SEBI restricts foreign investment by MFs; what should investors do

The Securities and Exchange Board of India’s (SEBI) advisory to mutual funds to stop further investment in foreign stocks has come as a blow to Indian investors who have largely embraced global diversification over the past few years.

Mint reported on sunday That the market regulator has advised mutual funds to stop further investment in foreign stocks to avoid breaching industry-wide foreign limits. Even the Association of Mutual Funds in India (Amfi) has decided to cap the individual mutual fund foreign investment limit till February 1.

Earlier, PPFAS Mutual Fund stopped accepting investments in PPFAS FlexiCap Fund, which invests up to 35% of its total corpus in foreign equities, mainly stocks of US companies. Even DSP Investment Managers has reduced the number of underlying funds in their DSP Global Innovation Fund of Funds to exchange-traded funds (ETFs).

The regulator has specified an industry-level aggregate limit of $7 billion for mutual funds to invest in foreign securities and funds, and a separate limit of $1 billion for investments in foreign ETFs.

While the range of ETFs is still a while away, other international strategies have seen healthy inflows and the $7 billion limit is likely to be exhausted soon.
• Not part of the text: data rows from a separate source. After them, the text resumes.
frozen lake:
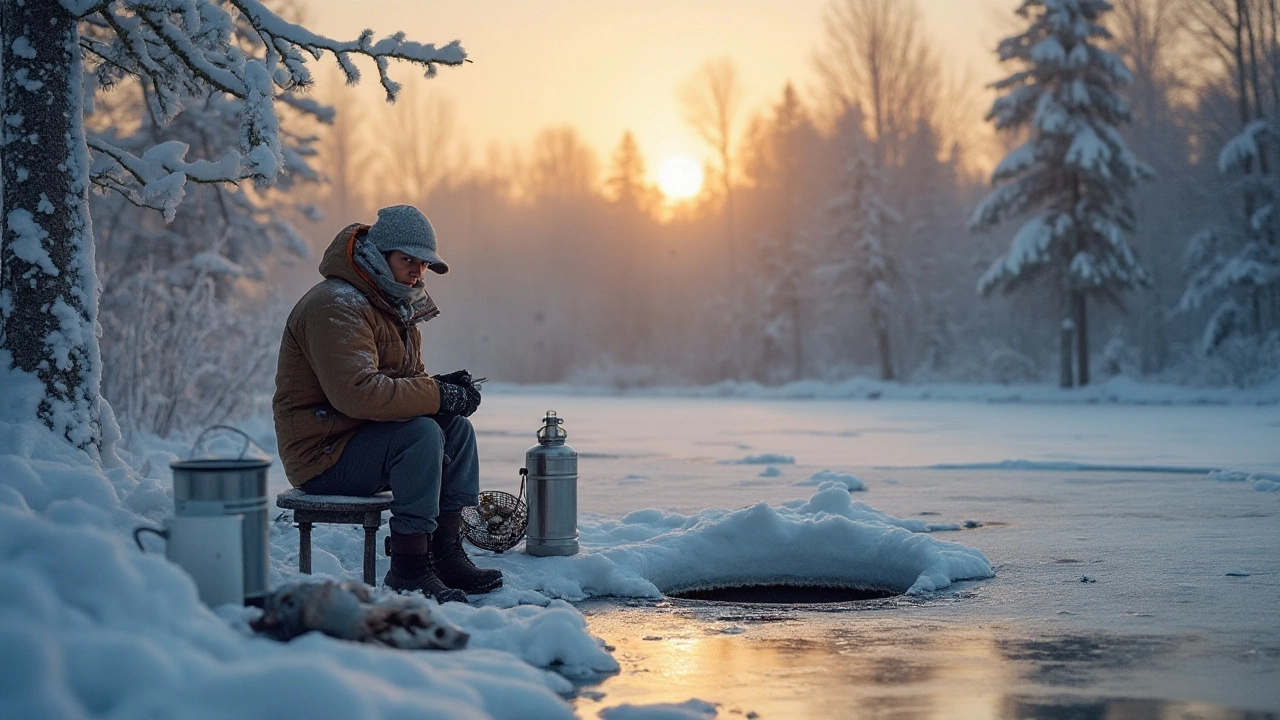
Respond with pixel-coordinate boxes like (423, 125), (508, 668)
(474, 392), (1280, 717)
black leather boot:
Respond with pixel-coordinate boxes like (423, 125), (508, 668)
(383, 530), (467, 602)
(431, 515), (502, 594)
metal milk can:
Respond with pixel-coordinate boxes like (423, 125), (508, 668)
(169, 425), (271, 605)
(521, 410), (577, 556)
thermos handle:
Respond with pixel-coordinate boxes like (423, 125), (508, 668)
(187, 425), (261, 460)
(133, 528), (169, 552)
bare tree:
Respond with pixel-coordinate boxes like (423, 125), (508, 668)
(677, 58), (742, 287)
(604, 131), (662, 213)
(320, 73), (371, 224)
(379, 85), (462, 205)
(525, 126), (600, 200)
(814, 0), (945, 167)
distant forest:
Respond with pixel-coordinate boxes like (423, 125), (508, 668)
(93, 0), (1280, 432)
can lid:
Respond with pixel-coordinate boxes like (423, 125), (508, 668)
(169, 457), (271, 471)
(538, 410), (568, 445)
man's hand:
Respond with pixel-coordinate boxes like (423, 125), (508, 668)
(435, 379), (480, 418)
(431, 370), (471, 387)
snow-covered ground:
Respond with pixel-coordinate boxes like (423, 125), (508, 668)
(0, 386), (1280, 719)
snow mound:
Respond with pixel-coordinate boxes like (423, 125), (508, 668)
(600, 698), (717, 720)
(0, 399), (604, 720)
(791, 469), (867, 492)
(1208, 470), (1280, 492)
(483, 482), (993, 606)
(0, 499), (576, 720)
(721, 452), (796, 465)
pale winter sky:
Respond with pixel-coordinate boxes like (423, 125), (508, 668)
(301, 0), (1018, 178)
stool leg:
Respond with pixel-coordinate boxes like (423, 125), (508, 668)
(298, 523), (311, 575)
(365, 524), (378, 587)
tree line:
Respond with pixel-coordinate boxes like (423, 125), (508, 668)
(0, 0), (1280, 448)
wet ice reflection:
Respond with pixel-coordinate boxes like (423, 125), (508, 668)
(575, 602), (1271, 720)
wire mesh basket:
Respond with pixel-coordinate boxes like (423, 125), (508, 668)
(462, 477), (529, 552)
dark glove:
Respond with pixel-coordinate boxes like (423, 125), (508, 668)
(435, 380), (480, 418)
(431, 370), (471, 387)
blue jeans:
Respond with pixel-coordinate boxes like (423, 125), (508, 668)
(302, 416), (480, 536)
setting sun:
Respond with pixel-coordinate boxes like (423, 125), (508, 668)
(658, 155), (703, 200)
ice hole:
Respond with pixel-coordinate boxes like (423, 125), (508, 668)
(667, 585), (902, 605)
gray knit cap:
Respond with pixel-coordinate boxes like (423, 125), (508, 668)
(369, 205), (449, 275)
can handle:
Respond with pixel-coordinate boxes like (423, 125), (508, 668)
(187, 425), (265, 460)
(133, 520), (169, 552)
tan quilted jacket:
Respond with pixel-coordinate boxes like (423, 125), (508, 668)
(271, 223), (440, 487)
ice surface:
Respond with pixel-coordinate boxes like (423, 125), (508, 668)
(0, 375), (1280, 720)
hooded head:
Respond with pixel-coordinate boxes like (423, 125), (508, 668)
(369, 205), (449, 275)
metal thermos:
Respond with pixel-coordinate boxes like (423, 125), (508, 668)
(169, 425), (271, 605)
(525, 410), (577, 556)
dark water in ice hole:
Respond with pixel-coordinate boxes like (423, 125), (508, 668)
(572, 585), (1280, 720)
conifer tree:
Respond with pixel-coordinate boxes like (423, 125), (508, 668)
(0, 0), (466, 457)
(969, 0), (1152, 387)
(831, 108), (901, 380)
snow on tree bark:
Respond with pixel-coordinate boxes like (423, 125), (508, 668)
(969, 0), (1152, 387)
(0, 0), (466, 459)
(0, 1), (102, 456)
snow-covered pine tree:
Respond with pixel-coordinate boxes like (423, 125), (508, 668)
(0, 0), (466, 457)
(829, 108), (901, 380)
(1175, 1), (1280, 366)
(969, 0), (1152, 387)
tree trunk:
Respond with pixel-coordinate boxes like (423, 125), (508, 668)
(1074, 292), (1089, 387)
(873, 316), (893, 380)
(1057, 291), (1075, 388)
(0, 1), (102, 460)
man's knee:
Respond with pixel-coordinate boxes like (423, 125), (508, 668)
(436, 415), (476, 442)
(394, 416), (444, 448)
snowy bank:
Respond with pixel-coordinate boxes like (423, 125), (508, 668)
(455, 482), (992, 605)
(0, 377), (992, 720)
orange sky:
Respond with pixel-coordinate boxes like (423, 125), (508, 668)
(302, 0), (1018, 173)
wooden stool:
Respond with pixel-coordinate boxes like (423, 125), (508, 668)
(275, 488), (392, 585)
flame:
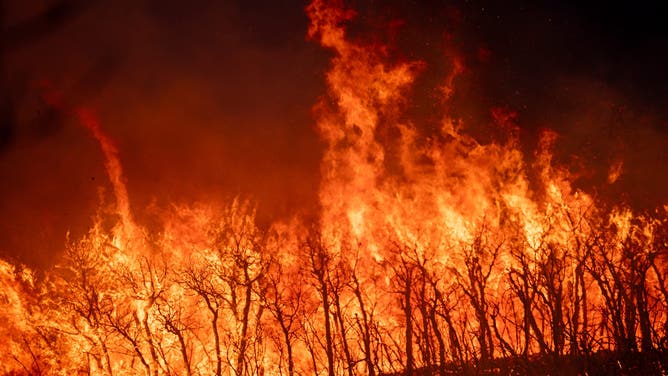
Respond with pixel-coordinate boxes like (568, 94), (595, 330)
(0, 0), (668, 376)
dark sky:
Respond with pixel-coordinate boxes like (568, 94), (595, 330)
(0, 0), (668, 265)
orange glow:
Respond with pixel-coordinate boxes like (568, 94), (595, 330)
(0, 0), (668, 376)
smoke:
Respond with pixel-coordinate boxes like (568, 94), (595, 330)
(0, 0), (668, 265)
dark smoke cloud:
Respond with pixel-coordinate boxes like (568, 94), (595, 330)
(0, 0), (668, 266)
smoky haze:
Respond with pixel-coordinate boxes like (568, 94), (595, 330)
(0, 0), (668, 266)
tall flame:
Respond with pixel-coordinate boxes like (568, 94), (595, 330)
(0, 0), (668, 376)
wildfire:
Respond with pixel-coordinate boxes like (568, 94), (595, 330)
(0, 0), (668, 376)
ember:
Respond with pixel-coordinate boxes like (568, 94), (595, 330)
(0, 0), (668, 376)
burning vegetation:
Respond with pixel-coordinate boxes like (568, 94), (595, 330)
(0, 0), (668, 376)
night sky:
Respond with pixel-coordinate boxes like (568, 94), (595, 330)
(0, 0), (668, 266)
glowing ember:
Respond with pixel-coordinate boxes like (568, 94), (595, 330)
(0, 0), (668, 376)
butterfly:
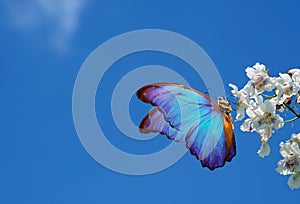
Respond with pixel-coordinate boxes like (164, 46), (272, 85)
(136, 82), (236, 170)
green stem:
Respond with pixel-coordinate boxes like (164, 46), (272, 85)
(259, 94), (276, 99)
(283, 103), (300, 118)
(283, 117), (298, 123)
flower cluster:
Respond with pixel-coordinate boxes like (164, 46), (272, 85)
(276, 133), (300, 189)
(229, 63), (300, 188)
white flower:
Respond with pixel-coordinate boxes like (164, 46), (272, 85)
(276, 134), (300, 189)
(253, 100), (284, 130)
(276, 141), (300, 175)
(272, 73), (299, 105)
(241, 97), (284, 157)
(257, 142), (271, 158)
(229, 84), (250, 120)
(291, 133), (300, 146)
(246, 63), (275, 97)
(288, 174), (300, 190)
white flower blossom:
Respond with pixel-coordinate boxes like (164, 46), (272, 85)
(229, 84), (250, 120)
(246, 63), (275, 97)
(241, 97), (284, 157)
(288, 174), (300, 190)
(272, 73), (299, 105)
(276, 134), (300, 189)
(257, 142), (271, 158)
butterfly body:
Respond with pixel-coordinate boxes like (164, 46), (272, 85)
(137, 83), (236, 170)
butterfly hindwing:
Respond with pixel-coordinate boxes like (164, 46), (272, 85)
(137, 83), (235, 170)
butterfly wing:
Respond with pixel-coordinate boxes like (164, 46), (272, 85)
(137, 83), (236, 170)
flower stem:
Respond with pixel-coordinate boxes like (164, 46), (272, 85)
(283, 117), (298, 123)
(283, 103), (300, 118)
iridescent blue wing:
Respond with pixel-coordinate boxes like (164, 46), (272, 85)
(137, 83), (236, 170)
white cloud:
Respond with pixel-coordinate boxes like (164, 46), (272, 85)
(4, 0), (86, 52)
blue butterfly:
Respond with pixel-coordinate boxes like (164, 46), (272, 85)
(136, 82), (236, 170)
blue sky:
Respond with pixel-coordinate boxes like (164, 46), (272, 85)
(0, 0), (300, 203)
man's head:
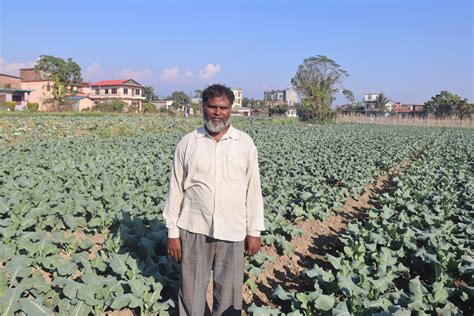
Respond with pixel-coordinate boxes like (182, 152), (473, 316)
(202, 84), (235, 134)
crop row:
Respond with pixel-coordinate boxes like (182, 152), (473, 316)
(258, 130), (474, 315)
(0, 121), (460, 315)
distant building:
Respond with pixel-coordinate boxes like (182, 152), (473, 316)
(263, 88), (298, 107)
(364, 93), (379, 112)
(89, 79), (146, 112)
(392, 102), (426, 117)
(20, 68), (90, 111)
(232, 89), (243, 109)
(0, 74), (32, 109)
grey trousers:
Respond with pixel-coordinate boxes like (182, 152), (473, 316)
(178, 229), (245, 316)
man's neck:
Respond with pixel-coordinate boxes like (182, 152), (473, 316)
(204, 125), (230, 142)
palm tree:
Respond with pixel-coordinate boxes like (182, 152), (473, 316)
(375, 92), (390, 114)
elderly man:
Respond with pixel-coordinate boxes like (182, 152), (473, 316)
(163, 84), (264, 316)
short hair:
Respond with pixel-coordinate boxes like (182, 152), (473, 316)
(202, 84), (235, 106)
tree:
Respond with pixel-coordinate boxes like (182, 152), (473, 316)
(375, 92), (390, 113)
(291, 55), (348, 117)
(143, 86), (157, 101)
(423, 91), (473, 119)
(35, 55), (82, 109)
(168, 91), (191, 108)
(342, 89), (354, 104)
(194, 89), (204, 98)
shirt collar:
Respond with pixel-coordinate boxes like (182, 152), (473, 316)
(196, 125), (240, 140)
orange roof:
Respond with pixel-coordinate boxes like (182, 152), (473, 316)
(91, 79), (132, 86)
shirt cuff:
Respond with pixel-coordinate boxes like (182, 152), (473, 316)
(247, 230), (260, 237)
(168, 228), (179, 238)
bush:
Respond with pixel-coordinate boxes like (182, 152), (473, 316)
(92, 100), (128, 113)
(3, 101), (16, 111)
(143, 102), (158, 113)
(26, 102), (39, 112)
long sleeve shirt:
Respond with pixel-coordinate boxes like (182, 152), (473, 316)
(163, 126), (265, 241)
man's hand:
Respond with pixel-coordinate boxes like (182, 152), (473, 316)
(168, 237), (182, 263)
(245, 235), (261, 256)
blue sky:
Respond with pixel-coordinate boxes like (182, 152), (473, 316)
(0, 0), (474, 105)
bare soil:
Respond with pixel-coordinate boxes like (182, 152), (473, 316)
(244, 157), (414, 310)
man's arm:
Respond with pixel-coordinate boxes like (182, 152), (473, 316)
(163, 143), (185, 262)
(245, 143), (265, 255)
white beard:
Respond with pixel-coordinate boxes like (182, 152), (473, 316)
(203, 117), (230, 134)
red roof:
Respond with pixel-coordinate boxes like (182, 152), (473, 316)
(393, 107), (424, 113)
(91, 79), (132, 86)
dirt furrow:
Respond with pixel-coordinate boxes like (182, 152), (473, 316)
(244, 158), (414, 309)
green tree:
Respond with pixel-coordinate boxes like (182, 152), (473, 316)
(168, 91), (191, 108)
(35, 55), (82, 110)
(143, 86), (157, 101)
(291, 55), (348, 117)
(194, 89), (204, 98)
(375, 92), (390, 113)
(423, 91), (473, 119)
(342, 89), (354, 104)
(454, 99), (474, 120)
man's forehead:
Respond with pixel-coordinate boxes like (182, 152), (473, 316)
(207, 95), (230, 105)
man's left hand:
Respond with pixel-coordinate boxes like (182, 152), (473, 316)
(245, 235), (261, 256)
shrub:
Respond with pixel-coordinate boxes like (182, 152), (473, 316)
(143, 102), (158, 113)
(26, 102), (39, 112)
(4, 101), (16, 111)
(93, 100), (127, 113)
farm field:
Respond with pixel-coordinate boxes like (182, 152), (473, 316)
(0, 114), (474, 315)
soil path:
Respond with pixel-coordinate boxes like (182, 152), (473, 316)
(244, 157), (414, 310)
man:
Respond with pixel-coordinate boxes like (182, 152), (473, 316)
(163, 84), (265, 316)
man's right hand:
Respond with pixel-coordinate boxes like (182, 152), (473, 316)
(168, 237), (182, 263)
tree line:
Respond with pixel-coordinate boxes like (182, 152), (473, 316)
(31, 55), (474, 119)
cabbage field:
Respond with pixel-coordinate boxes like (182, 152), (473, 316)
(0, 115), (474, 315)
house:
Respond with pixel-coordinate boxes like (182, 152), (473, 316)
(364, 92), (379, 112)
(392, 103), (426, 117)
(66, 95), (95, 112)
(0, 74), (32, 109)
(285, 108), (298, 117)
(263, 88), (298, 107)
(89, 79), (146, 112)
(232, 89), (243, 109)
(20, 68), (90, 111)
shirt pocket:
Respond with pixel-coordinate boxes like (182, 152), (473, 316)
(223, 155), (245, 180)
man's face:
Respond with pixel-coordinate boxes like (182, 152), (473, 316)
(203, 96), (231, 134)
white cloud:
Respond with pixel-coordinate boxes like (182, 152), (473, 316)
(118, 68), (153, 80)
(199, 64), (222, 79)
(160, 67), (179, 81)
(0, 57), (35, 77)
(85, 62), (104, 79)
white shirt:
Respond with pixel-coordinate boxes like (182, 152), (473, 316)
(163, 126), (265, 241)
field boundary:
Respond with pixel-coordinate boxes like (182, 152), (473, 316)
(336, 114), (474, 128)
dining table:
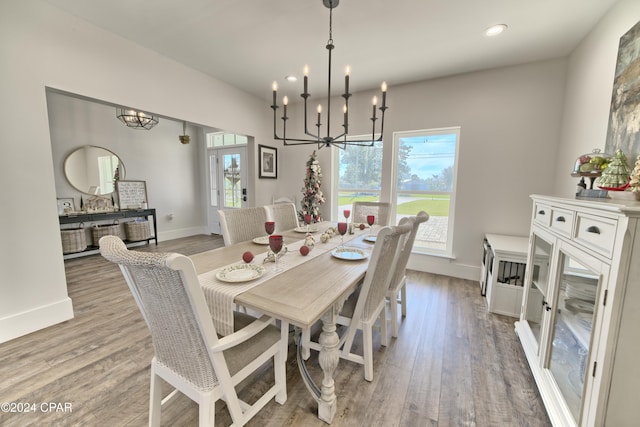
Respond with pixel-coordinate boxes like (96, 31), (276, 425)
(190, 221), (375, 424)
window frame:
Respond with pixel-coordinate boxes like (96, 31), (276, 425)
(390, 126), (462, 258)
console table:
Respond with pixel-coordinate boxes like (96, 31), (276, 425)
(58, 209), (158, 259)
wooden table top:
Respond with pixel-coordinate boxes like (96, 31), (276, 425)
(190, 224), (373, 328)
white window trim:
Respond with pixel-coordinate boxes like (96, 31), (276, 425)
(390, 126), (461, 258)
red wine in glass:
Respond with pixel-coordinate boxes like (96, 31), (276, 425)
(338, 222), (347, 247)
(367, 215), (376, 235)
(269, 234), (282, 271)
(264, 221), (276, 235)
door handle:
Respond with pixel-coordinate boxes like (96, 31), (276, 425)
(587, 225), (600, 234)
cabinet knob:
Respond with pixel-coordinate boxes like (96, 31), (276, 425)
(587, 225), (600, 234)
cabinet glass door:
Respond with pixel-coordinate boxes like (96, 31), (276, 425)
(547, 250), (600, 423)
(524, 234), (552, 353)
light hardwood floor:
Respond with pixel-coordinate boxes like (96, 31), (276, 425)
(0, 236), (550, 427)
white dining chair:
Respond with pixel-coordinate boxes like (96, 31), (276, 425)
(301, 224), (411, 381)
(100, 236), (288, 426)
(351, 201), (391, 226)
(387, 211), (429, 338)
(218, 206), (267, 246)
(265, 203), (300, 233)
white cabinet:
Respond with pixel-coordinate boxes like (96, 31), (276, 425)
(480, 234), (529, 317)
(516, 195), (640, 427)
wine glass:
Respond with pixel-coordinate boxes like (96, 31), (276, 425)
(367, 215), (376, 235)
(269, 234), (282, 272)
(338, 222), (347, 247)
(264, 221), (276, 235)
(304, 214), (311, 234)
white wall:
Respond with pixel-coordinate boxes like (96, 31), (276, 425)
(0, 1), (271, 342)
(284, 59), (566, 279)
(47, 91), (206, 241)
(0, 0), (640, 342)
(555, 0), (640, 196)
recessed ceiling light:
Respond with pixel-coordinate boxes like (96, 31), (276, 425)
(484, 24), (508, 37)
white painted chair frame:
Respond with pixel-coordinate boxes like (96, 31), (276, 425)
(218, 206), (267, 246)
(302, 224), (411, 381)
(387, 211), (429, 338)
(100, 236), (288, 427)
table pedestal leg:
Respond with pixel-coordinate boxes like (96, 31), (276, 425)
(318, 304), (342, 423)
(297, 301), (344, 424)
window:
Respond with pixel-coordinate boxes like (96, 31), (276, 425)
(334, 142), (382, 219)
(207, 132), (248, 148)
(393, 127), (460, 256)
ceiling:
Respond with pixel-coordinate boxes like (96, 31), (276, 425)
(45, 0), (617, 101)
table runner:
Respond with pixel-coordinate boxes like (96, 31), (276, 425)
(198, 227), (368, 336)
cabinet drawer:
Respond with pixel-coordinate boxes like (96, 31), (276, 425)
(551, 208), (574, 237)
(574, 213), (618, 258)
(533, 203), (551, 227)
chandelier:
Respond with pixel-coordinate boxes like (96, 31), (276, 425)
(271, 0), (388, 149)
(116, 108), (159, 130)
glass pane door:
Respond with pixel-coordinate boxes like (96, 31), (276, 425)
(525, 234), (553, 353)
(548, 251), (600, 422)
(222, 153), (244, 208)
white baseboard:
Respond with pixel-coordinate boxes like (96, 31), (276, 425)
(407, 254), (481, 280)
(159, 227), (209, 244)
(0, 297), (73, 343)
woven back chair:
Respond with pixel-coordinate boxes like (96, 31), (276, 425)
(302, 224), (411, 381)
(387, 211), (429, 338)
(265, 203), (300, 233)
(218, 206), (267, 246)
(351, 202), (391, 225)
(100, 236), (288, 426)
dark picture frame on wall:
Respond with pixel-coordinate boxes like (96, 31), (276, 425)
(258, 145), (278, 179)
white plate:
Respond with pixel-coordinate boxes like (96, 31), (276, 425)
(216, 264), (265, 283)
(253, 236), (269, 245)
(293, 225), (318, 233)
(331, 248), (369, 261)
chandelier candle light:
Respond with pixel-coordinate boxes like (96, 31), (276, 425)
(271, 0), (388, 149)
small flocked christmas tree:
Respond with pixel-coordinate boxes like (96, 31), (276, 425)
(596, 150), (629, 190)
(300, 150), (324, 222)
(629, 156), (640, 196)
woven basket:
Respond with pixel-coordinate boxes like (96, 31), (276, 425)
(91, 224), (120, 246)
(60, 227), (87, 254)
(124, 221), (151, 242)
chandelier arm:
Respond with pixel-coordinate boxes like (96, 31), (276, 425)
(271, 0), (388, 150)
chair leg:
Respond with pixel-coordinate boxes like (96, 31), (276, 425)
(400, 279), (407, 317)
(362, 324), (373, 381)
(389, 294), (398, 338)
(149, 363), (162, 427)
(378, 310), (389, 347)
(198, 399), (216, 427)
(301, 329), (311, 360)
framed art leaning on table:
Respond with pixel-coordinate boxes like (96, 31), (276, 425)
(258, 145), (278, 178)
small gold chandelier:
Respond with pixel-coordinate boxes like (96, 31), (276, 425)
(116, 108), (159, 130)
(271, 0), (388, 149)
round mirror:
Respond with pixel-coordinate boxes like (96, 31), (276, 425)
(64, 145), (124, 196)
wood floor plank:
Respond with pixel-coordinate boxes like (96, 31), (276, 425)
(0, 236), (550, 427)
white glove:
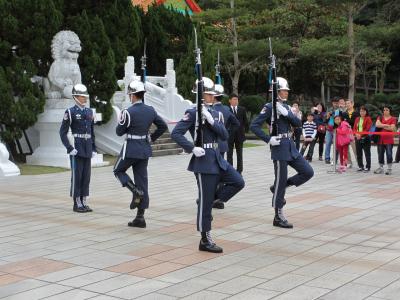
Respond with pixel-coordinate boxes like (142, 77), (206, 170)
(276, 102), (289, 117)
(192, 147), (206, 157)
(201, 106), (214, 126)
(269, 136), (281, 146)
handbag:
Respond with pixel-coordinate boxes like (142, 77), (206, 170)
(369, 124), (382, 144)
(317, 124), (326, 133)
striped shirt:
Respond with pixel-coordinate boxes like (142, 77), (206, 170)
(303, 121), (317, 138)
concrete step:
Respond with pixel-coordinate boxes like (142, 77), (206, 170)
(151, 142), (180, 151)
(153, 148), (183, 156)
(152, 137), (174, 145)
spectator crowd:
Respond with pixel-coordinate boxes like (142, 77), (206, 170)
(292, 98), (400, 175)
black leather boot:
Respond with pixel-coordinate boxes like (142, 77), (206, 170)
(272, 208), (293, 228)
(213, 199), (225, 209)
(126, 181), (144, 209)
(128, 208), (146, 228)
(199, 231), (223, 253)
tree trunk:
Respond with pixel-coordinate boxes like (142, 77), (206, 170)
(348, 5), (356, 101)
(379, 63), (387, 93)
(399, 73), (400, 93)
(321, 80), (325, 103)
(230, 0), (240, 95)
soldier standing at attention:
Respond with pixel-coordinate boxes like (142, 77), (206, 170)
(171, 77), (244, 253)
(114, 80), (168, 228)
(213, 84), (240, 209)
(60, 84), (96, 213)
(250, 77), (314, 228)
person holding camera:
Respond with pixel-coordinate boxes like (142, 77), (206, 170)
(300, 113), (317, 162)
(311, 102), (326, 161)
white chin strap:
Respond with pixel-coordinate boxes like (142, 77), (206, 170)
(74, 96), (85, 107)
(278, 96), (287, 102)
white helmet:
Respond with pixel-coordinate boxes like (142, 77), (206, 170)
(72, 83), (89, 98)
(276, 77), (290, 91)
(128, 80), (146, 95)
(192, 77), (216, 95)
(214, 84), (225, 97)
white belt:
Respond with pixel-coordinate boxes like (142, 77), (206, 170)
(277, 133), (292, 138)
(73, 133), (92, 139)
(203, 143), (218, 149)
(126, 134), (147, 140)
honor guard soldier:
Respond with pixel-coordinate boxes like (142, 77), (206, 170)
(114, 80), (168, 228)
(250, 77), (314, 228)
(60, 84), (96, 213)
(171, 77), (244, 253)
(213, 84), (240, 209)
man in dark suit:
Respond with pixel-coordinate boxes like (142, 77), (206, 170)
(227, 94), (249, 174)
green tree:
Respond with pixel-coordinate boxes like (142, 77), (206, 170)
(196, 0), (269, 93)
(0, 0), (59, 157)
(69, 10), (117, 123)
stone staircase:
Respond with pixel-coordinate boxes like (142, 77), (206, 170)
(151, 129), (183, 156)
Experts believe that this restriction is a big downside for investors. “We are seeing volatility in the markets right now, be it China or the US. This is the right time to start investing in segments with reasonable or low valuations, especially lump sums. When the US Federal Reserve begins to raise rates and if the market does indeed fall, with sanctions in place, investors will not have the opportunity to invest during the downtrend. “This is a lost opportunity,” said Rishabh Desai, founder of Rupee with Rush Investment Services.

Industry experts are of the opinion that SEBI and Reserve Bank of India will soon increase the foreign investment limit across all fund houses as the current $7 billion limit represents a drop in the bucket.

“For example, today, the global market capitalization is close to $93 trillion and India represents 3% of that market cap. In addition, India has seen record foreign asset inflows and growth in foreign reserves,” said Vaibhav Porwal, co- Founder, Deserve, a money-tech firm said.

Meanwhile, investors looking for alternative ways to invest in foreign securities can take advantage of RBI’s liberalized remittance scheme, according to Porwal. Under the LRS, resident Indians can remit up to $250,000 in a financial year for the purchase of foreign securities and funds in foreign currency.

This limit is different and does not come under SEBI’s current $7 billion limit for Indian mutual funds.

However, for retail mutual fund investors who wish to cut down on direct investment exposure, they may have no other option but to wait for SEBI to raise the foreign investment limit.

“If one is looking for global investment, I don’t think they should settle with investing in domestic funds because globally there is less correlation between India and US, for example. So, if one is looking for global investment So I think they should wait and not jump into any domestic fund at this point of time,” Desai said.